O período eleitoral fez o Brasil bater um recorde mundial: o de interações nas mídias sociais. De 6 de julho, primeiro dia de campanha, até a noite de 26 de outubro, foram 674 milhões de interações só no Facebook, envolvendo 48,3 milhões de pessoas (pouco menos de um quarto da população brasileira). No último domingo foram quase 50 milhões de interações, considerando apenas as menções aos nomes dos candidatos ou expressões que remetem explicitamente à votação o número real, assim, pode ser ainda maior. O comentário jocoso segundo o qual o lado bom destas eleições foi que as pessoas passaram a discutir política como discutem futebol, e o lado ruim foi o de que as pessoas passaram a discutir política como discutem futebol, dá uma ideia do potencial das mídias sociais, mas também de como elas podem ser desvirtuadas.
Mídias como o Twitter e o Facebook serviram, por exemplo, para divulgar toda sorte de mentiras sobre candidatos, assimiladas e passadas adiante sem espírito crítico. O absurdo preconceito contra os eleitores de Dilma Rousseff, especialmente os nordestinos, já mereceu nosso repúdio logo após o primeiro turno preconceito, aliás, que, não bastasse ser abjeto, ainda se baseia em premissas frágeis, pois a presidente reeleita teve uma proporção considerável de votos no Sul/Sudeste, enquanto Aécio Neves conseguiu adesões consideráveis em vários estados do Norte e Nordeste, mesmo tendo perdido. O preconceito regional só enxerga a divisão em "estados vermelhos" e "estados azuis" e ignora todas essas nuances.
Isso faz soar ainda mais ridículo o clamor separatista que começou a pipocar nas mídias sociais logo após a divulgação do resultado do segundo turno. A Gazeta do Povo, que no passado lutou para que o estado do Paraná não fosse partido em dois, não pode endossar esse tipo de delírio que apenas confirmaria o discurso da divisão, repetidamente usado para demonizar a oposição ao atual governo. A única coisa que os que tomam a internet clamando pela secessão fazem é dar munição para ainda mais sectarismo. Somos todos brasileiros, e é pelo bem deste país que devemos trabalhar. É fato que há estados que recebem do governo federal muito menos do que entregam a ele. O próprio Paraná é um exemplo disso. Mas a indignação, ainda que seja justa, precisa ser bem canalizada, como no caso da luta por um pacto federativo mais racional.
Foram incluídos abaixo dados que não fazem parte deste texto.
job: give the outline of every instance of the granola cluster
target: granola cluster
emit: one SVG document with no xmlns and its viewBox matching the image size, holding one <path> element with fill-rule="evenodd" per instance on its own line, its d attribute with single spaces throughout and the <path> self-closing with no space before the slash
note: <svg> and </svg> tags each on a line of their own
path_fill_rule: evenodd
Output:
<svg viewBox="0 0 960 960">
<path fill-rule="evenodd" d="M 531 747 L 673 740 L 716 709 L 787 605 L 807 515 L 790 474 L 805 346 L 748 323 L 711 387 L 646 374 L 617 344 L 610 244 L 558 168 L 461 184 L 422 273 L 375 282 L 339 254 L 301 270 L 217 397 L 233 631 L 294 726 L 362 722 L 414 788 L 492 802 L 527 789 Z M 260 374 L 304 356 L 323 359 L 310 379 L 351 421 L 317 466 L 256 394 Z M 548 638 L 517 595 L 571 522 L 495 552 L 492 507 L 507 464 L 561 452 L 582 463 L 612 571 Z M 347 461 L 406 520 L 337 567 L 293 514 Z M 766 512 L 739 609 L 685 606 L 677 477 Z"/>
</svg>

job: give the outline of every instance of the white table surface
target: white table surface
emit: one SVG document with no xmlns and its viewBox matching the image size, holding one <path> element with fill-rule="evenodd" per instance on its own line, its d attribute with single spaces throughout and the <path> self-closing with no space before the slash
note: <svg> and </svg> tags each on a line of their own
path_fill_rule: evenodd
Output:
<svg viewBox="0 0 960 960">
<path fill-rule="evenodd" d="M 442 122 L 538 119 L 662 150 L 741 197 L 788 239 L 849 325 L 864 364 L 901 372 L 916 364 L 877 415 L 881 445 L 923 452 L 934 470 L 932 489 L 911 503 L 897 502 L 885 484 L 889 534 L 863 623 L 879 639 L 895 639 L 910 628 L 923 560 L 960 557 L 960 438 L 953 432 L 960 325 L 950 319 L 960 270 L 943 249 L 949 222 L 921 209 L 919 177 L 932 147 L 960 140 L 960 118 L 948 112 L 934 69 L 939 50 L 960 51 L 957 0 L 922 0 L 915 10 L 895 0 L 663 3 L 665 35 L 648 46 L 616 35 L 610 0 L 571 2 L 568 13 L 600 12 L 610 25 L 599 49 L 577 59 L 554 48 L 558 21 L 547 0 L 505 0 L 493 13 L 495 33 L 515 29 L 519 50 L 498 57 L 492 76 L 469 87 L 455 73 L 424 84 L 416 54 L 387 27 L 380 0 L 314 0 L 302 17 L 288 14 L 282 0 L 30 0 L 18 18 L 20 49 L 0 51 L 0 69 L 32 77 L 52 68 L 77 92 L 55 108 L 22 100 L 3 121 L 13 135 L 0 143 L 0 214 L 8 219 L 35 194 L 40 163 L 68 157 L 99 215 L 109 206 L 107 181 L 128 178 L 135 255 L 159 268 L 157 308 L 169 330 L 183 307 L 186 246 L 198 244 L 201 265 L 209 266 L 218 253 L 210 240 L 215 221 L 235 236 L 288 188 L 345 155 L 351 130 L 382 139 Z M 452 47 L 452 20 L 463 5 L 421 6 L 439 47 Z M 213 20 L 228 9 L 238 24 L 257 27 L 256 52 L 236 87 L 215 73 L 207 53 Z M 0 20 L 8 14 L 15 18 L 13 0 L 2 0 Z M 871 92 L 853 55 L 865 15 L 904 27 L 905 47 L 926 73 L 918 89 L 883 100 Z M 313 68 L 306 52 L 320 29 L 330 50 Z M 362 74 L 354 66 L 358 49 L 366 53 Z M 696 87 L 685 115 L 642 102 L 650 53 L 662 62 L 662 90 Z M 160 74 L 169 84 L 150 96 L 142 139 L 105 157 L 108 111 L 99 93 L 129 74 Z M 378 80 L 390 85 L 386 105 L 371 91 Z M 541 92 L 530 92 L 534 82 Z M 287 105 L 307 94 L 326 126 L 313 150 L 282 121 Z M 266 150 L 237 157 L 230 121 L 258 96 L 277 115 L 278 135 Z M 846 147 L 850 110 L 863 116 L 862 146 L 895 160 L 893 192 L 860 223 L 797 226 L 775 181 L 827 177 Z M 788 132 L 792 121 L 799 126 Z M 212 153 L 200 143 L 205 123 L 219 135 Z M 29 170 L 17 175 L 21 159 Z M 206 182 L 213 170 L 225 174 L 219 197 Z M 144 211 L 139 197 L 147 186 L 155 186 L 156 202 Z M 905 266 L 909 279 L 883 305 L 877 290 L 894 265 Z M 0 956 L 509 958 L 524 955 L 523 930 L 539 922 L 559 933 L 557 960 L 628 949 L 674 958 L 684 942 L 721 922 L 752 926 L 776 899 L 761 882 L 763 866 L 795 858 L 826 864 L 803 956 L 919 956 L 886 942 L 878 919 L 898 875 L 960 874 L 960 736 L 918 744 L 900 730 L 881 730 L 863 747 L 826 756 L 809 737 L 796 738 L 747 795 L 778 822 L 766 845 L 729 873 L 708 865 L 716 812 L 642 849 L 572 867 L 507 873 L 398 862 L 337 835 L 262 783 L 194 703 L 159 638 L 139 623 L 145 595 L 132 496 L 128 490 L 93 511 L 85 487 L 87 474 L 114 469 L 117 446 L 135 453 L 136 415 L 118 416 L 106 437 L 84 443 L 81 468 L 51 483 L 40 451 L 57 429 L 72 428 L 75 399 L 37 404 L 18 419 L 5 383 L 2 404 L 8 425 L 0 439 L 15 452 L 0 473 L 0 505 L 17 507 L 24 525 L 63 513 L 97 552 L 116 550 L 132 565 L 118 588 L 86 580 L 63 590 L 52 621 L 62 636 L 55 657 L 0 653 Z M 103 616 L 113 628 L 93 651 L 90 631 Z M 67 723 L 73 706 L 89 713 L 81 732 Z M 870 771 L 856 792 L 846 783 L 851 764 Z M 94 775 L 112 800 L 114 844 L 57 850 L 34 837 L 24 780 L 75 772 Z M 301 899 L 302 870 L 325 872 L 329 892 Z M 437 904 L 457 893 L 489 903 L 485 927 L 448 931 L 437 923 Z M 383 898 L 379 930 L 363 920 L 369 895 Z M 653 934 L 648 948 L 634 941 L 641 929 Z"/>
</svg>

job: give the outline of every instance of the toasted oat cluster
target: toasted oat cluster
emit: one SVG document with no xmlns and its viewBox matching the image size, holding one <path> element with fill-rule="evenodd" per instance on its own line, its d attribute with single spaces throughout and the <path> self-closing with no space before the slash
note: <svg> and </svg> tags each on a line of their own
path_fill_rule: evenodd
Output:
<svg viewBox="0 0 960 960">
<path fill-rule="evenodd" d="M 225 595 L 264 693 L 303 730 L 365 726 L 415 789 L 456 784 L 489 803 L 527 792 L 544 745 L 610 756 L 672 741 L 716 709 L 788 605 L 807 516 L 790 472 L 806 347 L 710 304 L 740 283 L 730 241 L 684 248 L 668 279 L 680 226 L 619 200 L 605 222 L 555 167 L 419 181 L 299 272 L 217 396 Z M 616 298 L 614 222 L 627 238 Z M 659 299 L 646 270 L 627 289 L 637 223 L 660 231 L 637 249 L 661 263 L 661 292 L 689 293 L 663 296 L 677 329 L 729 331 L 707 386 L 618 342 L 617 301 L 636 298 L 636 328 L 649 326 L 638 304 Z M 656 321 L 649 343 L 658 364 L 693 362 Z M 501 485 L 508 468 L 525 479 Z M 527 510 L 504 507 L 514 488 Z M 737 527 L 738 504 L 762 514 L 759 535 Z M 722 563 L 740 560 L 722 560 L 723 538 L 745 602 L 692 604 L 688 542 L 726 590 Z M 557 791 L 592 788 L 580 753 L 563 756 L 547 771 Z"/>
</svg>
Se o separatismo chama a atenção pelo ridículo, os pedidos de impeachment da presidente chamam a atenção pela precipitação característica de maus perdedores. As manifestações se baseiam, muitas vezes, em palavras de ordem genéricas que poderiam funcionar no Paraguai onde a Constituição mal redigida permitiu o impeachment de Fernando Lugo por "mau desempenho de funções" , mas não no Brasil. O que haveria de mais próximo a um crime de responsabilidade seria o suposto conhecimento, por parte da presidente, dos esquemas de propina na Petrobras. Mas falar em impeachment antes que se conclua toda a investigação que está apenas começando a respeito de um golpe nada simples em sua operação é, para usar uma palavra da moda, uma leviandade.
É preciso reconhecer que nem o preconceito, nem o separatismo, nem os pedidos de impeachment têm sido alimentados pelo comando da campanha derrotada; são muito mais a manifestação da revolta de uma parcela da população que tem acesso a meios de amplificar sua opinião pessoal e que ganha força no contato com quem tem uma visão semelhante aliás, o fato de as redes de amizades acabarem concentrando pessoas com pontos de vista parecidos serve para alimentar a polarização, diminuindo as chances de conhecer e entender quem pensa de outra maneira. As mídias sociais já não são uma realidade nova, mas ainda estamos aprendendo a bem usá-las, inclusive em momentos sensíveis como o período eleitoral. Vale a pena explorar seu potencial extraordinário; não nos desanimemos com os absurdos. Que saibamos vencer a tendência à polarização com abertura ao outro e à exposição serena de ideias. Vamos tratar de política na internet com convicção, sim, mas sem paixões cegas.